Но – старое не умирало никак и при живости его характера часто прорывалось. Раз в аглицком клубе престарелый И.И. Дмитриев с неудовольствием заметил, что у нас встречается немало весьма странных словосочетаний, – вроде, например, московский аглицкий клуб…

– Но есть словосочетания еще более странные… – вдруг весело осклабился всеми своими белыми зубами Пушкин.

Все обратились к нему:

– Например?

– Например: императорское человеколюбивое общество…

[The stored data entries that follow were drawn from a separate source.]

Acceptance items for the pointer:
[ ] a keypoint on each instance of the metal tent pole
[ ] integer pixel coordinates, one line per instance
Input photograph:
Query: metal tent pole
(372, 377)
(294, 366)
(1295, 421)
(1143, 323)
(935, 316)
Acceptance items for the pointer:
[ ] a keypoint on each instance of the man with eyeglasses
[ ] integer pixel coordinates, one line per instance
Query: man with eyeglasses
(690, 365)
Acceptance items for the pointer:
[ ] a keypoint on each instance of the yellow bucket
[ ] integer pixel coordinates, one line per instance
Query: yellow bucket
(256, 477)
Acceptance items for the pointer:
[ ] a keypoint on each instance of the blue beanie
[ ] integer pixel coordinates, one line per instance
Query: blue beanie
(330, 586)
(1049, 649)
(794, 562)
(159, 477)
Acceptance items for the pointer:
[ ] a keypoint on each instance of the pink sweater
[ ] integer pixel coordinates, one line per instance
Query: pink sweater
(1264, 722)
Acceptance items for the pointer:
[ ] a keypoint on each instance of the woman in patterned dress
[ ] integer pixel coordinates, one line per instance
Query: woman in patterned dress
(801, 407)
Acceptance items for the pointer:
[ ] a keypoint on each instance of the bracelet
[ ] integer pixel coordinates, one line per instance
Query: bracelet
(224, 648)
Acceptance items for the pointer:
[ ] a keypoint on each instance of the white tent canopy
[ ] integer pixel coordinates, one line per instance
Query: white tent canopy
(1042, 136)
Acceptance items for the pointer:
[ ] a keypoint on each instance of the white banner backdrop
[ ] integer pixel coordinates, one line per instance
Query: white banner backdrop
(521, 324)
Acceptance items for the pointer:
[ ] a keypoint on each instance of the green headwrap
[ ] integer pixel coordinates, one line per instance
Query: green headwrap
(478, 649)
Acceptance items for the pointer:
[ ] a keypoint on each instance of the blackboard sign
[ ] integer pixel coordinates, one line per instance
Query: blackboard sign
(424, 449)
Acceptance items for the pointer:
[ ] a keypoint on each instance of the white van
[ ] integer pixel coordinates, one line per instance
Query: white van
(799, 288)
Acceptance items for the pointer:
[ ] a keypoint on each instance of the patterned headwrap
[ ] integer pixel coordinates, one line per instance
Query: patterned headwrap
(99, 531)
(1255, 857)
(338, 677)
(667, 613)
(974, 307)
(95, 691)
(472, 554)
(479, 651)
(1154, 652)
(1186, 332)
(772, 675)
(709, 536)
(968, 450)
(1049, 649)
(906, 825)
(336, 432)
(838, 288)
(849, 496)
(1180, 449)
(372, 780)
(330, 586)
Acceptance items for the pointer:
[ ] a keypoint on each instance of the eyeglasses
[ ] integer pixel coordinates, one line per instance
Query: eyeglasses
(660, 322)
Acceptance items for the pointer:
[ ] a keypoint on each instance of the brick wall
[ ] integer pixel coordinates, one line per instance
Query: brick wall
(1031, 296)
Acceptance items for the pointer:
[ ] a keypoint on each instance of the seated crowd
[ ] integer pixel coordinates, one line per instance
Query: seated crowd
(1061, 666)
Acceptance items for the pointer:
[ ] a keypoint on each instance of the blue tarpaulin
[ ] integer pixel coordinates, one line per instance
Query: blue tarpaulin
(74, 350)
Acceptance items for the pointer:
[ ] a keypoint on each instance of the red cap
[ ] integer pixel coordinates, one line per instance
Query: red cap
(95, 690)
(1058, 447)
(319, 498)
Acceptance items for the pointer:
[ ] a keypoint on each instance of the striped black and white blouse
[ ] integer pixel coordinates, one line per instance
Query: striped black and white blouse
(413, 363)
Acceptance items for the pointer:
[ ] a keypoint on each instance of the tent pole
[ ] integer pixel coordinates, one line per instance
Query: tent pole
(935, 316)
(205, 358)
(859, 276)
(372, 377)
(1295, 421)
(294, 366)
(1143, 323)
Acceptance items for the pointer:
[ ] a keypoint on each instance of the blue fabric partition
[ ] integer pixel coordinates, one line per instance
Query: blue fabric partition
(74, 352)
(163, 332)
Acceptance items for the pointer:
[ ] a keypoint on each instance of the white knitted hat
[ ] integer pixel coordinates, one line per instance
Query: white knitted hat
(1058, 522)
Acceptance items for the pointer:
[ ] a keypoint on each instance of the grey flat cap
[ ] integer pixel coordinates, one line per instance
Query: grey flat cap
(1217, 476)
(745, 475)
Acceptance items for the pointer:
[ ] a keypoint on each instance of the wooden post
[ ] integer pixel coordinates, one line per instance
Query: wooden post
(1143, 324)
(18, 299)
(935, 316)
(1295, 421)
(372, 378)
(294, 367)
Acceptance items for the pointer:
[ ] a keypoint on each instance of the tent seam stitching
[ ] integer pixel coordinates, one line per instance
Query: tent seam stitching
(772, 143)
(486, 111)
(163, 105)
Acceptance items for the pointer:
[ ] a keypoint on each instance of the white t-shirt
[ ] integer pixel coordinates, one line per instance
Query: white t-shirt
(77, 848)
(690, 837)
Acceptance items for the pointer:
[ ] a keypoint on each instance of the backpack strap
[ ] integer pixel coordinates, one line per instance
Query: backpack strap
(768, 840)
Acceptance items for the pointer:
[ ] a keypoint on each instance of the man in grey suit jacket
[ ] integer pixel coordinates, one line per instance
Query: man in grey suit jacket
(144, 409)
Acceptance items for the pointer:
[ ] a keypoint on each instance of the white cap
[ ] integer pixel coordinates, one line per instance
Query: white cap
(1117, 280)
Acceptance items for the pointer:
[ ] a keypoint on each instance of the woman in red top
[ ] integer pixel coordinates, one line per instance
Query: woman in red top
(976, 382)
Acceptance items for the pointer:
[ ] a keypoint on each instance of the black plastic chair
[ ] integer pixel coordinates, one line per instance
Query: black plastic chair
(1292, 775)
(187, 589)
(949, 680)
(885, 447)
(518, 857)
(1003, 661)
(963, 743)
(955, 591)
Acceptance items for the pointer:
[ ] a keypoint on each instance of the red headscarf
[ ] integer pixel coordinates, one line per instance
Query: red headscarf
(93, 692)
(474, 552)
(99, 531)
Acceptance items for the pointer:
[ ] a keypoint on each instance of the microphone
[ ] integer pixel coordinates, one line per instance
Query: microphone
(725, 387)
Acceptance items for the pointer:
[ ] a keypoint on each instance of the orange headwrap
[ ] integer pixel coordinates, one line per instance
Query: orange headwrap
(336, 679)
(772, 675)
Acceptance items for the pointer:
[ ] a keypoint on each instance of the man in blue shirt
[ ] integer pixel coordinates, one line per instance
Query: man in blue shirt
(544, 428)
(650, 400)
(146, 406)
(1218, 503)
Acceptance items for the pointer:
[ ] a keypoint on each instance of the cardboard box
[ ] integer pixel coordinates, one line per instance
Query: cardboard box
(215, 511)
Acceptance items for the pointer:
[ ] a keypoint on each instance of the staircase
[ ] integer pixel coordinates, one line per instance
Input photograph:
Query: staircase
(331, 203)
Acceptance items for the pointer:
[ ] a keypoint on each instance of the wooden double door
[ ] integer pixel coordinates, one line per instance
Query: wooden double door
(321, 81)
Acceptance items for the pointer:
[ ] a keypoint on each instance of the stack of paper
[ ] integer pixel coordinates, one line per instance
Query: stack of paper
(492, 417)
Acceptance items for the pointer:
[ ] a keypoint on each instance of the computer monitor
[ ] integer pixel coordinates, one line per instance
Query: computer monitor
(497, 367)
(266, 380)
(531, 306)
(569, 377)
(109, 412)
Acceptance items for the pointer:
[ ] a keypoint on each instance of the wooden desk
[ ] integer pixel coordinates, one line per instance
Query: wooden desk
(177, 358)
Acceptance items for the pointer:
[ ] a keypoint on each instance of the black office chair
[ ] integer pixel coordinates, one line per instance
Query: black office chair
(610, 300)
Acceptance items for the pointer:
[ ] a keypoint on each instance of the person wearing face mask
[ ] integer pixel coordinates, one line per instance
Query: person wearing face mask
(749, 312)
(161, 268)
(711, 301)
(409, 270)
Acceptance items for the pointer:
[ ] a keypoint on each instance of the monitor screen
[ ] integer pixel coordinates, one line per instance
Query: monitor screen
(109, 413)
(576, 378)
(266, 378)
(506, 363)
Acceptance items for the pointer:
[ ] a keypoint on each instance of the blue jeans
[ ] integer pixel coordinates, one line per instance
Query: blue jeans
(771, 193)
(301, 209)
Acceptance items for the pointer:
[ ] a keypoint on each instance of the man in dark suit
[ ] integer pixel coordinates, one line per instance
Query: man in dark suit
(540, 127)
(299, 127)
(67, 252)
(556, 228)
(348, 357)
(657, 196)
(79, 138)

Даже старый царедворец Дмитриев не мог сдержать улыбки…

Но слухи о таких выпадах доходили куда следует и на верху на Пушкина по-прежнему смотрели косо и не доверяли ему. На его пышно-патриотические громы – вроде стихов «К тени полководца» или, в особенности, «Клеветникам России» – смотрели только, как на попытку понравиться и – получить награду. Но его выдерживали.

Он уже давно носился с мыслью об издании газеты или журнала, – надо же было как-нибудь добывать средства к жизни! – но он боялся, что ему издания не разрешат. И теперь, шагая по прекрасному парку, он обдумывал еще и еще раз те мысли, которые он изложит в записке правительству по этому поводу. Тянуть больше невозможно: долги душили его… На днях он снова «потребовал щетов» и после бурных объяснений сменил министерство, причем уходящий в отставку министр Александр получил от него в виде аттестата оплеуху. Возмущенный, он явился к барину с военной силой, т. е. с квартальным…

«Карамзин первый показал у нас опыт торговых оборотов в литературе, – заложив трость за спину, думал Пушкин. – Он тут, как и во всем, был исключением из всего, что мы привыкли видеть у себя. Направление политических статей зависит и должно зависеть, – солидно укрепил он, – от правительства, и в сем случае надо положить себе священною обязанностью ему повиноваться и не только соображаться с решением цензора, но и самому строго смотреть за каждою строчкой журнала… Ограждение литературной собственности и цензурный устав принадлежат к важнейшим благодеяниям нынешнего царствования. Литература оживилась и приняла обыкновенное свое направление, т. е. торговое… “Скверная Пчела”, имея около 3000 подписчиков, естественно, должна иметь большое влияние на читающую публику, а следственно, и на книжную торговлю. Таким образом, политические газеты приносят своим издателям до 100 000 дохода, между тем как чисто литературная едва ли окупает издержки издания… Все это и надо будет изложить в записке к царю. И, конечно, прибавить, что я предлагаю правительству свой журнал, как орудие его действия на общее мнение… Да, так будет хорошо…» – тряхнул он своей кудрявой головой и вздрогнул: к нему с лаем бросился черный пудель.